L'Alliance pour la Réconciliation, la Démocratie et la République se compose :
- de la Convention démocratique et sociale (CDS) de l'ancien président de la République (1993-1996), M. Mahamane Ousmane ;
- du Mouvement national pour la Société de développement (MNSD) du chef de file de l'opposition, M. Seyni Oumarou ;
- du parti LUMANA présidé par M. Hama Amadou, président de l'Assemblée nationale aujourd'hui réfugié en France et que la délégation a pu rencontrer à Paris quelques semaines après son retour.
Lors de cet entretien, l'ancien président de la République a dénoncé l'action du Président Issoufou, estimant qu'il mène une politique contraire aux principes démocratiques. Il a déploré l'instabilité institutionnelle chronique de son pays. Il a ainsi considéré que la séparation des pouvoirs n'était plus respectée et rappelé que la justice « en principe doit rendre des décisions équitables au nom du peuple et non du prince ! » . Il a également contesté les avis rendus par la Cour constitutionnelle. M. Mahamane Ousmane s'insurge donc contre cette pratique alimentée par le régime du président Issoufou, selon lui, et « totalement inconcevable dans une démocratie » , où l'on peut basculer d'un camp à l'autre, sans être exclu de son parti d'origine et avec l'aval des tribunaux judiciaires. Il s'est ainsi interrogé sur la double appartenance au gouvernement et à l'opposition de plusieurs personnalités politiques, qui lui paraît impossible.
Questionné sur ce point, le Premier ministre a déclaré à la délégation sénatoriale que la voie pacifique permettait de sortir de cette crise parlementaire et que « ces piques au niveau du Parlement » étaient des épiphénomènes qui ne compromettaient pas la vigueur de la démocratie nigérienne.
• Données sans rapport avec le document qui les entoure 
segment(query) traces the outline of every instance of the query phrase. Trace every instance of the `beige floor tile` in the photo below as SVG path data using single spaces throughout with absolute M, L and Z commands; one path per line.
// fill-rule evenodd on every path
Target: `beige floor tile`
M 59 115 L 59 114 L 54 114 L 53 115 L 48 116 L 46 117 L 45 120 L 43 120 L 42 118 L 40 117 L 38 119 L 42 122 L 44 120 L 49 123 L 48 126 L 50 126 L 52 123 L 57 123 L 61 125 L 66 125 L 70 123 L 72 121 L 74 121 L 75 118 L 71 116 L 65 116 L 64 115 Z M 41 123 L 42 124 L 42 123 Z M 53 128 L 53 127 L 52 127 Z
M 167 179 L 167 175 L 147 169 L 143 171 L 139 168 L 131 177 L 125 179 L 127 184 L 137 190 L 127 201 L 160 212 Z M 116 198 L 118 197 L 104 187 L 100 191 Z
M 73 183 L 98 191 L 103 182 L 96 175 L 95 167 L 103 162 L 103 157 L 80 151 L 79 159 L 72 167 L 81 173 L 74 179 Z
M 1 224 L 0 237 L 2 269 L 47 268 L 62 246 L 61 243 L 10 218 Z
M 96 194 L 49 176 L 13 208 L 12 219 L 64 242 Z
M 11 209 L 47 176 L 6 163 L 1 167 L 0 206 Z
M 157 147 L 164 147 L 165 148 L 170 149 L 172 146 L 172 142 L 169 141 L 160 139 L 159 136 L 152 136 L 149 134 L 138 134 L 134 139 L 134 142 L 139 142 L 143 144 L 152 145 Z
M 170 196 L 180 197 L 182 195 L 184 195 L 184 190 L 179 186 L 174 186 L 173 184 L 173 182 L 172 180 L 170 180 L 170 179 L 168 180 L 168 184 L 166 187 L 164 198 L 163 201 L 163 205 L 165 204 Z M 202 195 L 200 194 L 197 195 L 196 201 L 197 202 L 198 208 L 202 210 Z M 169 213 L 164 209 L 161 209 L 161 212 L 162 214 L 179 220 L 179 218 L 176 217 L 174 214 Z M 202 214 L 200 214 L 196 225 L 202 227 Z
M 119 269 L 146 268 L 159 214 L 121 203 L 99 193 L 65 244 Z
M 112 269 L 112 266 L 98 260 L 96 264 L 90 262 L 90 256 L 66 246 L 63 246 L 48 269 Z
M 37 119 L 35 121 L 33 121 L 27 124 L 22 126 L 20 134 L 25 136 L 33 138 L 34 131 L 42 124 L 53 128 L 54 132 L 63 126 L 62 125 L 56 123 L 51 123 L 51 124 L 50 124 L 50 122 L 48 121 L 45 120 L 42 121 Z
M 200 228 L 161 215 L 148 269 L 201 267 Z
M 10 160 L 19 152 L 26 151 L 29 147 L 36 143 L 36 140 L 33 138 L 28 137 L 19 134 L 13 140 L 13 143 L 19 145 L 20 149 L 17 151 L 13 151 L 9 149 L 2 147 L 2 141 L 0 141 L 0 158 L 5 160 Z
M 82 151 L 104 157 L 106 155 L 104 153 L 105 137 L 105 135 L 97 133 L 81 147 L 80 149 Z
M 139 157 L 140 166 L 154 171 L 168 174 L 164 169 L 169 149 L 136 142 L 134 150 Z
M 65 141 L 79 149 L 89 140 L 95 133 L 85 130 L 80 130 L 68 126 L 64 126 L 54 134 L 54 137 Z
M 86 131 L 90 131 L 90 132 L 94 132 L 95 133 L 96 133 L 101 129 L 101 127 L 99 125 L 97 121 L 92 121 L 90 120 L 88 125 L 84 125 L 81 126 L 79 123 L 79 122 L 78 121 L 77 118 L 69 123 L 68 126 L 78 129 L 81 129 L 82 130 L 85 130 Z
Suite à ces différents entretiens, la délégation sénatoriale ne peut qu'être extrêmement préoccupée par la situation politique du Niger et par les incertitudes qui pèsent sur le fonctionnement démocratique des institutions. Plusieurs responsables des principaux partis d'opposition ont en effet été convoqués par la police judiciaire dans le cadre d'une procédure ouverte suite à la publication par l'ARDR d'un document intitulé « Livre blanc des institutions de la République ». Le groupe d'amitié sera particulièrement attentif à l'évolution du climat politique ainsi qu'au respect des règles et des principes démocratiques.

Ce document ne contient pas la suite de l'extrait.